The dilemma of midline destructive lesions: a case series and diagnostic review

• Published in: American journal of otolaryngology Vol. 31; no. 2; pp. 104 - 109
• Main Authors: Parker, Noah P., MD, Pearlman, Aaron N., MD, Conley, David B., MD, Kern, Robert C., MD, Chandra, Rakesh K., MD
• Format: Journal Article
• Language: English
• Published: New York, NY Elsevier Inc 01.03.2010; Elsevier; Elsevier Limited
• Subjects: Adult; Algorithms; Biological and medical sciences; Cancer; Diagnosis, Differential; Female; Females; Flow cytometry; Granuloma, Lethal Midline - diagnosis; Granulomatosis with Polyangiitis - diagnosis; Humans; Lymphoma; Lymphoma, T-Cell - diagnosis; Male; Medical diagnosis; Medical sciences; Middle Aged; Mutation; Otolaryngology; Otorhinolaryngology.

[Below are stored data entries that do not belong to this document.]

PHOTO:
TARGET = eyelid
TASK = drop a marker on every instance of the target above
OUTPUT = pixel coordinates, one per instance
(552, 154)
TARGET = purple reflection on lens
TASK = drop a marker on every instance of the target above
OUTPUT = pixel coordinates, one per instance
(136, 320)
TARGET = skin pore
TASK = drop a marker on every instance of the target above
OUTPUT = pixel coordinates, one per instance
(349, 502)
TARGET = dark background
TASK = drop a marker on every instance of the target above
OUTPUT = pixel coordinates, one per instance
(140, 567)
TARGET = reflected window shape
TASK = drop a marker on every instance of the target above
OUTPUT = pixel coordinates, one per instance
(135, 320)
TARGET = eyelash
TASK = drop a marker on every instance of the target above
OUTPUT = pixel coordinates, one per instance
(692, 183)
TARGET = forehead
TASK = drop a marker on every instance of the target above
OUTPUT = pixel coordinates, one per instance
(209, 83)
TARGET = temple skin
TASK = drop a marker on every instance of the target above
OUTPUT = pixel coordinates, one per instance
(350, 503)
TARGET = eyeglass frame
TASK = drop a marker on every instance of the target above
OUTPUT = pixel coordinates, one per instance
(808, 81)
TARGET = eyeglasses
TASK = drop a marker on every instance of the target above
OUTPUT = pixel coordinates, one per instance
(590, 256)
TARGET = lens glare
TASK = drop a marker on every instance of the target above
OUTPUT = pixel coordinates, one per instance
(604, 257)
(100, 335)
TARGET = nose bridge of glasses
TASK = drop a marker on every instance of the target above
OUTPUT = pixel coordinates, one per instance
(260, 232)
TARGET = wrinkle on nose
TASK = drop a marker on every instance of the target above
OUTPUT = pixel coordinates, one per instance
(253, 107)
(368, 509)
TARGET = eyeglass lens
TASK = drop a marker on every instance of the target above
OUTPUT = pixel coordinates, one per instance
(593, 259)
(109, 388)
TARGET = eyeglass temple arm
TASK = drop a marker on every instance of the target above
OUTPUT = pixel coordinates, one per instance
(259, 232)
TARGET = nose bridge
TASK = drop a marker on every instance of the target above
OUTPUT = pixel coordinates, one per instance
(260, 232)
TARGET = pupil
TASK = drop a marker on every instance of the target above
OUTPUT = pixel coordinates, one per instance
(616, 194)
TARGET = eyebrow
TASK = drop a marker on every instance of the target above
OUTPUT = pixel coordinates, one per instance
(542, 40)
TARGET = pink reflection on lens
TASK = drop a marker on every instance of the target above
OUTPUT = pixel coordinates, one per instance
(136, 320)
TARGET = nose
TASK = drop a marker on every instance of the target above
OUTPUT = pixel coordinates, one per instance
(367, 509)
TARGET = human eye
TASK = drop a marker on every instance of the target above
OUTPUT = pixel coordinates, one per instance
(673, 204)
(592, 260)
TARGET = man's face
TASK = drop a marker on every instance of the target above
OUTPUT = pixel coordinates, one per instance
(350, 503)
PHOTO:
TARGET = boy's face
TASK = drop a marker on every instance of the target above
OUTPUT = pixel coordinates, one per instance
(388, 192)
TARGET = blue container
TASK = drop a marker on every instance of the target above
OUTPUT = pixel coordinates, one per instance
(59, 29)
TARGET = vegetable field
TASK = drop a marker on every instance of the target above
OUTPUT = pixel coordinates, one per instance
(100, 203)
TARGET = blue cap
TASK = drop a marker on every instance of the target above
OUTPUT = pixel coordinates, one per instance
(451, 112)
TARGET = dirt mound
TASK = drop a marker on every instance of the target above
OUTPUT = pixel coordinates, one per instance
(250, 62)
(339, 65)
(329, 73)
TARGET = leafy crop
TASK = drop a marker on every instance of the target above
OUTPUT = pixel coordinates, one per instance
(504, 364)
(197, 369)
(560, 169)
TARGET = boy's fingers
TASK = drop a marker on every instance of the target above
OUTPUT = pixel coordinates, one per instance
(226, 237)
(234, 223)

Stomatology; Sarcoidosis; Sinuses; Studies; Surgery; Tomography; ENT; Review; Diagnosis; Lesion; Bibliographic review
• ISSN: 0196-0709; 1532-818X
• DOI: 10.1016/j.amjoto.2008.11.010

Abstract Background Midline destructive lesions (MDLs) of the nose are a diagnostic dilemma due to an extensive differential diagnosis and vague presenting signs and symptoms. Etiologies may be neoplastic, autoimmune, traumatic, infectious, or unknown. Study Design Case series and review of the literature were done. Methods Medical records of 8 patients presenting with an MDL were reviewed. Results Each patient received nasal endoscopy, computed tomography scan of the sinuses, laboratory workup, culture (aerobes, anaerobes, fungus, and acid-fast bacilli), and biopsy with flow cytometry. Laboratory tests included complete blood count, basic metabolic panel, erythrocyte sedimentation rate, angiotensin-converting enzyme, antineutrophil antibodies, rheumatoid factor, anti-Ro and anti-La antibodies, Epstein-Barr virus antibodies, coccidiomycosis serology, HIV antibodies, fluorescent treponemal antibody absorption, classic antineutrophil cytoplasmic antibodies, perinuclear antineutrophil cytoplasmic antibody, proteinase 3, and myeloperoxidase. Choice of diagnostic study was individualized for each patient. Two patients were diagnosed with natural killer/T-cell lymphoma, 2 were diagnosed with Wegener's granulomatosis, and 4 remained idiopathic, despite the extensive workup. A diagnostic algorithm to aid in the approach to MDLs is presented. Conclusions The diagnosis of MDLs remains difficult but is aided by a systematic approach and familiarity with multiple diagnostic techniques. It is imperative to take multiple tissue specimens from various sites, send them fresh, and communicate suspicion of lymphoma. Despite diagnostic advances and improved understanding of the diseases underlying MDLs, an etiology is often not identified.